Brian Deese, the director of the White House’s National Economic Council, confirmed on “State of the Union” on Sunday that the White House had received the letter and said they would be “reviewing it over the course of the day.”

“We’ve received the letter and we certainly will be reviewing it over the course of the day,” Deese said. “What I will say is that the provisions of the President’s plan, the American Rescue plan, were calibrated to the economic crisis that we face.”

The President, he added, is “uncompromising when it comes to the speed we need to act at to address this crisis.

This is made even more clear by the fact that the Democrats are already preparing the necessary steps to force the bill through via the “budget reconciliation” process without a single Republican vote needed.

Bernie Sanders “said that Democrats will use the move to pass the package by 51 votes in the Senate, rather than 60, if Republicans don’t move the legislation.”


Senator Bob Casey (D-PA) is also pushing for passing the bill without any Republican input:

After Thursday’s call with White House officials, Senator Bob Casey (D-PA) said:
“there’s a strong consensus to make it a big legislative proposal”
“[reconciliation] is the best way to get this done in a robust way”
“If negotiations drag out, it keeps getting smaller — that’s a problem.”


Update 1/31/20 5:00pm:

Chuck Schumer told the New York Daily News that Republicans should “negotiate with us” instead of making “a take-it-or-leave-it offer.”

That’s really weird, considering that’s what he was doing when he clarified his “a take-it-or-leave-it offer” just 30 seconds later:

“President Biden believes, and I agree with him, we need a bold, strong action. Now, we’d like to do that with the Republicans, but if we can’t, we’ll have to go forward on our own using this process, reconciliation”

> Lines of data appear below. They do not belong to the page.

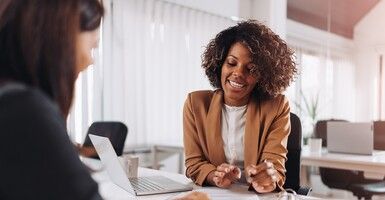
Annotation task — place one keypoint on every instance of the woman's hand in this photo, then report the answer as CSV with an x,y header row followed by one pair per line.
x,y
224,175
262,177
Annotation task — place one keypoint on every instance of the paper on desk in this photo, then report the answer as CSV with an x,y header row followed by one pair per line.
x,y
238,192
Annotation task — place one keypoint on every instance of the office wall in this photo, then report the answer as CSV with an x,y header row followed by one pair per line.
x,y
369,40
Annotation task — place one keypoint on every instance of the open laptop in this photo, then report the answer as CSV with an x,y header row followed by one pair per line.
x,y
347,137
136,186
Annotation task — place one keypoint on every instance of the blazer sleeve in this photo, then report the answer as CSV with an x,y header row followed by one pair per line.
x,y
275,149
197,166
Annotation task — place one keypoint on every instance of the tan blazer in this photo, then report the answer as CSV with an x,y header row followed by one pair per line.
x,y
266,132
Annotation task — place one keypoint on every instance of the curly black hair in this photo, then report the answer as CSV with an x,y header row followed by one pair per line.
x,y
272,57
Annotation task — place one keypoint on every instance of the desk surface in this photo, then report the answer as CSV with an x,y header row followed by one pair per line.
x,y
367,163
111,191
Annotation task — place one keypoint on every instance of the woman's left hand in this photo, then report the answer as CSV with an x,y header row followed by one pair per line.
x,y
262,177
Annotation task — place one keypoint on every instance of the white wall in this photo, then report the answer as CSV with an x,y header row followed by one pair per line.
x,y
224,8
369,39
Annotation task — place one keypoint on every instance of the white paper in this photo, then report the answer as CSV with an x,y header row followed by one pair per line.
x,y
238,192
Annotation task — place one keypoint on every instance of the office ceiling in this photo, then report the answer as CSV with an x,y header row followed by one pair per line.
x,y
344,14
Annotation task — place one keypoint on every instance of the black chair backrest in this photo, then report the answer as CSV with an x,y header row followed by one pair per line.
x,y
115,131
294,144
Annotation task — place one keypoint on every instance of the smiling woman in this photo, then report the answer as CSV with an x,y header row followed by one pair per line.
x,y
239,131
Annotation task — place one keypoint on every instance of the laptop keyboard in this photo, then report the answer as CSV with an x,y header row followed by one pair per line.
x,y
144,184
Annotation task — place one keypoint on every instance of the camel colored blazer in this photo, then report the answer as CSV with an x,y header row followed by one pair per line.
x,y
266,132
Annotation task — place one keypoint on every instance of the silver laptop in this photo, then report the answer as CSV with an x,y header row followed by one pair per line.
x,y
136,186
347,137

– Chuck Schumer, January 31, 2021

Sen. Brian Schatz, D-Hawaii, urged Democrats to stop worrying about reaching a bipartisan deal, tweeting: “Regular people don’t care whether we pass something with 51 or 60 votes.

“It’s a pandemic and the largest economic contraction in 90 years,” he added. “We must ignore those who call anything a Republican proposes a compromise, and anything a Democrat proposes partisan. We have to deliver.”

But wait, there’s more!
Bernie Sanders says “We’ll do the bipartisan thing next time, pinky swear!”

In an interview on ABC News’ “This Week,” Sen. Bernie Sanders, I-Vt., said Democrats are more likely to work with Republicans in a bipartisan manner on other legislative ventures rather than dramatically alter course on the Covid-19 relief proposal.

“We all want bipartisanship. And I think you’re going to see more of it as we move down the pipe,” he said, pointing to infrastructure and lowering the cost of prescription drugs. “We are going to look forward to working with Republicans. But right now, this country faces an unprecedented set of crises.

“We have families who are watching this program right now who cannot feed their kids,” he said. “We have millions of people who face eviction. We are in the midst of the worst pandemic in 100 years. We have got to act, and we have got to act now.”


For some reason, this seems like the antithesis of unity and bipartisanship.

This time, their excuse is that they don’t have time to negotiate, because this is an emergency. It’s the same excuse they’ve used many times before, and it’s the same excuse they’ll use next time.

President Unity could change that and demand bipartisanship, if he really wanted that.